I came to the rather lowering realization the other day that I haven't voted my conscience, by which I mean cast my ballot for the candidate whose platform and actions most closely reflect my ideals, since 1996. Instead, I've found that in almost every race there is one candidate who scares the bejeezus out of me and I simply cast my vote for whoever has the best chance of beating them. This isn't unusual, I'm sure--if you've never voted for the lesser of two evils, drop me a line. I'd like to buy you dinner.

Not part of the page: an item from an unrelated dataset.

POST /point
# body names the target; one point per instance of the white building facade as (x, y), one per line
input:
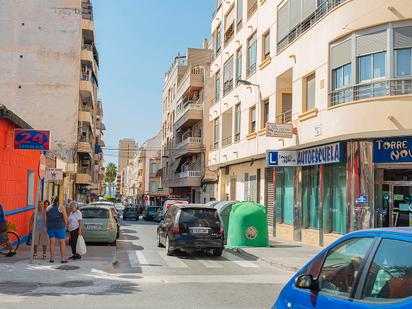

But there is a soul-sucking quality to leaving the polling place after doing your civic duty, knowing that somewhere on your ballot was an unfilled dot (we still get paper ballots in my precinct, isn't it quaint?) next to the name of the best person for the job. But they didn't get your vote because Big Party Candidate A is the devil incarnate so you voted for Big Party Candidate B, who is merely slimy, in the hopes that the former won't get the chance to rewrite the Constitution or something equally appalling. And Minor Party Candidate C, who actually tells it like it is and wants to do good things, never had a chance because they didn't have a a multi-million-dollar war chest. Of course, if they did, they'd be a major party, with major-party concerns and major-party corruption, wouldn't they?

Then again, sometimes all of the candidates suck and voting is like throwing darts at a map to decide where you're going on vacation. You're as likely to end up in Akron as in Miami.

Should casting a vote be a matter of conscience, or a matter of strategy? We all have to decide that for ourselves, each and every time we step into the voting booth. It's a decision I struggle with more every election cycle. I used to wonder why someone eligible and able to vote would choose not to. I believe am beginning to understand. Disillusionment is the great demotivator.

But the fact of the matter is, if we all do nothing, nothing changes. If any one of us does nothing, they allow others to change things for them, and really have no right to object when the changes made aren't to their liking.

Throwing a dart at a map isn't a sure thing, but it's something. You've got a chance. You might end up somewhere wonderful.

I hear Akron is really nice this time of year.



More on this subject another day.

1 rejoinders:

Fourth pew, center sounded off...

The Brilliant Child has hit the nail right on its proverbial head -- if we all do nothing, nothing changes.
With apologies to, and the exception of, Paul Wellstone: a politician is a politician is a politician. They're all going to tell you as much as possible of what they think you want to hear. Sometimes that feeling that Candidate A is the devil incarnate is all we can go on. But even that is better than not caring at all, not doing anything at all.

And given the recent history of hurricanes -- I think Akron will be just fine.